У нас в избе зеркал не было, имелся у матери осколок с ладошку, девчонки в него смотрелись, а мне, мужику, чего глядеться, разве лишь после бани, угри со лба выдавливая. А вот так, в полный рост, всего себя я увидел впервые. Взгляд вмиг охватил и слипшиеся на лбу волосы, грязные дорожки на щеках от стекавшего пота, черные запекшиеся губы с белыми пузырьками в уголках, и рваную, разодранную рубаху с двойными заплатами на боках, которая вылезла из штанов, оголив полоску живота, штаны, из которых ноги, покрытые царапинами и синяками, тоже давным-давно вылезли. Все это, и раньше виденное мною, но как-то в отдельности, не враз, а теперь слившееся в единый печальный облик, заставило меня вздрогнуть и отшатнуться от зеркала… Не знаю, в тот момент или позднее в мозгу забилось, запульсировало: почему? Почему я такой? И не давало долго уснуть ночью: почему? Почему Мишка Зенченко щеголяет в новом пальто, в красивой фуражке с медной бляхой, а у меня нет такой одежды? Почему отец ни в хозяйстве, ни в коробейничестве ничего так и не накопил? Почему мать в сорок лет глядит старухой? Почему?.. Почему?.. Почему?.. И почему я так поздно спохватился задавать себе эти «почему»? И даже Марию Климентьевну возле зеркала не спросил. Она-то наверняка знает — почему.
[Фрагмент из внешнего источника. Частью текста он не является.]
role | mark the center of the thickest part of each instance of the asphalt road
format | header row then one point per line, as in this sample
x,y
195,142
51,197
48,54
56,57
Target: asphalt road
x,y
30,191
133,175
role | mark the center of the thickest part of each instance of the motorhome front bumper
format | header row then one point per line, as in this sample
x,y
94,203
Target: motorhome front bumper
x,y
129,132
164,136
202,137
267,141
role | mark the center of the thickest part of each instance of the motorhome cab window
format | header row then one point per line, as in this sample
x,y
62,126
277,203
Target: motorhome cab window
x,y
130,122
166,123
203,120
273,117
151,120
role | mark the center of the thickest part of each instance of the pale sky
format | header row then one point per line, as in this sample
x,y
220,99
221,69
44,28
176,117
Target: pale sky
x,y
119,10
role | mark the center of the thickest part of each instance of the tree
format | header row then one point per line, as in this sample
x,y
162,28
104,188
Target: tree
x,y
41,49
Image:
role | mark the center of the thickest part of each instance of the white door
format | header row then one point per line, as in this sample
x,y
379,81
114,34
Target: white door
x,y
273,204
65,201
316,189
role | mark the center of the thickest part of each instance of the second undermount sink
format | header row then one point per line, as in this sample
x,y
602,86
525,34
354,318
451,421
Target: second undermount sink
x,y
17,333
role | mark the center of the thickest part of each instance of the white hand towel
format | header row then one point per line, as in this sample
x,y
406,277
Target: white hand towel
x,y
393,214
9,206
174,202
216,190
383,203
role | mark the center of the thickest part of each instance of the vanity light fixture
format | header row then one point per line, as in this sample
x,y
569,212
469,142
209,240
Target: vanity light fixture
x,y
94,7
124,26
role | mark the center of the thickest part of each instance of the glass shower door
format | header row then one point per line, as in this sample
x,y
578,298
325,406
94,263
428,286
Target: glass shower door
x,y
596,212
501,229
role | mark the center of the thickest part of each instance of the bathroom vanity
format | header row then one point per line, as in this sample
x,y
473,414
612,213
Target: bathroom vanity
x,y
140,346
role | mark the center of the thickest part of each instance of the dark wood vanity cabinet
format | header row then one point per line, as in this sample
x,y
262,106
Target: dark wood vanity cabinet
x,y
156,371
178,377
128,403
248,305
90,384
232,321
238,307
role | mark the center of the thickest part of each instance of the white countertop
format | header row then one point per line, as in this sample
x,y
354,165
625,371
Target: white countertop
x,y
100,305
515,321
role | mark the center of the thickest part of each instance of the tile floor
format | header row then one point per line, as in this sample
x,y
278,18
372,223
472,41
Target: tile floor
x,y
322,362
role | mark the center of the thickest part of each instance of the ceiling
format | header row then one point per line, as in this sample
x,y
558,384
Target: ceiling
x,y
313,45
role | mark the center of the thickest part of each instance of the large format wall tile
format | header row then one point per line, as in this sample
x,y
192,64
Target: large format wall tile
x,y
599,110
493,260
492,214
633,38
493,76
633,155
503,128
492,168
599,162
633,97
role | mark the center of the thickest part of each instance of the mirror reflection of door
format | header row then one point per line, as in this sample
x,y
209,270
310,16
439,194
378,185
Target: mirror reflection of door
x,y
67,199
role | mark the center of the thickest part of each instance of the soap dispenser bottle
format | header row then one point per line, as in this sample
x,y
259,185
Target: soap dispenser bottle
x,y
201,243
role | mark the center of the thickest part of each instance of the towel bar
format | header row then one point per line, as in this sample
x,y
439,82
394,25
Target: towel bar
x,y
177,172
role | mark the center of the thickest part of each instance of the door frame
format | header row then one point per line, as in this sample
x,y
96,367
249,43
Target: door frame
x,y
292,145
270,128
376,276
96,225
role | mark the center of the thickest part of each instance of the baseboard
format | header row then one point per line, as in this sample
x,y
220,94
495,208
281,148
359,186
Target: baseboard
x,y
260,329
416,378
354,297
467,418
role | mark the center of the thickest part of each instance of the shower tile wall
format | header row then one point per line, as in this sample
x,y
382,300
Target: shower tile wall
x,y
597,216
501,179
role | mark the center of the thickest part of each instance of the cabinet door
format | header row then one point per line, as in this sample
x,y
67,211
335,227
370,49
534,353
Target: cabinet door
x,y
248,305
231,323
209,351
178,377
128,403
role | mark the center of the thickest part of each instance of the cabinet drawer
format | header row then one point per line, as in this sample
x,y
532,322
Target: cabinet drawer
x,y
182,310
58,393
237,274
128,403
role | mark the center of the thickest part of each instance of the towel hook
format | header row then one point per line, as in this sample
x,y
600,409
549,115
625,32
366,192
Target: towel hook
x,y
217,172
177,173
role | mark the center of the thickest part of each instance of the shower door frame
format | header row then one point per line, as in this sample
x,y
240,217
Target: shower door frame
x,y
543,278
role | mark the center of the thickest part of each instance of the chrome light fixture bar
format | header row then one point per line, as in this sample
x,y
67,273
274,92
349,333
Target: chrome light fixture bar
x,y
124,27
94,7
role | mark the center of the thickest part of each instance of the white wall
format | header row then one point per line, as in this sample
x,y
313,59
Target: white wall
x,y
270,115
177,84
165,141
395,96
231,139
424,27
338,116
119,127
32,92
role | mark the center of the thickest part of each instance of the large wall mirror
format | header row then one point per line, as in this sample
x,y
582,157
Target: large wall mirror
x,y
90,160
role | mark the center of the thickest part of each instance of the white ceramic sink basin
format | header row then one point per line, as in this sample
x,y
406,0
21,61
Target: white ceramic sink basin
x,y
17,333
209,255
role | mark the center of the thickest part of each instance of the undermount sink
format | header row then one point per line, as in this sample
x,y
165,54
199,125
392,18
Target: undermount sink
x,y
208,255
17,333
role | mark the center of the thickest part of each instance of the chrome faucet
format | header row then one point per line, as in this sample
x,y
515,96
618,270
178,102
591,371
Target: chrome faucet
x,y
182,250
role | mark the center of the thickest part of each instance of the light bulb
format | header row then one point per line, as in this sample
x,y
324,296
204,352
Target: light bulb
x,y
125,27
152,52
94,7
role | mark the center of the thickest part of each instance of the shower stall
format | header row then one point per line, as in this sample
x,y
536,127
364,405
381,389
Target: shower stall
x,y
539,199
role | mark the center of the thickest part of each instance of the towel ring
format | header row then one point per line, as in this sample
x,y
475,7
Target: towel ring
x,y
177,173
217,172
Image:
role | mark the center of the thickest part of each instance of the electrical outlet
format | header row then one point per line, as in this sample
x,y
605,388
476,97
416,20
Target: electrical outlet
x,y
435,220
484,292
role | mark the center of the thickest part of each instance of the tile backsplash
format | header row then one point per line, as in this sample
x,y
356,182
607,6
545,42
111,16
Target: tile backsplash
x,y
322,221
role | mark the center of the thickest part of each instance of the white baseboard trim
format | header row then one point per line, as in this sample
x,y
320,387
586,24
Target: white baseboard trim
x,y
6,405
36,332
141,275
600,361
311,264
В конце августа я сдал экзамены в городское училище. Предстояли переговоры с матерью, которых я страшился. Их провела Мария Климентьевна. Сказала, что вступительный взнос — 10 рублей она заплатит, а потом Павел будет и учиться и работать, парень он сильный, толковый, доказал же, что его хватает и на работу, и на занятия, докажет и дальше. Мать, к моему ликованию, дала на этот раз согласие без особых уговоров, а отец — как мать решила… Я поступил в Новозыбковское шестиклассное и одновременно на местную спичечную фабрику — клеить коробки́. За тысячу коробков полагалось двенадцать с половиной копеек. Я наловчился склеивать эту тысячу за три часа. Мать была довольна моим заработком, и я мог спокойно заниматься. Посещая училище, я не забывал Марии Климентьевны. Каждый свободный вечер я проводил у нее. Я узнал, какую книжку читала она в тот день, когда я пришел с пораненной рукой. Я прочел эту брошюру в зеленой обложке, она называлась «Коммунистический манифест» и ответила на многие мои «почему».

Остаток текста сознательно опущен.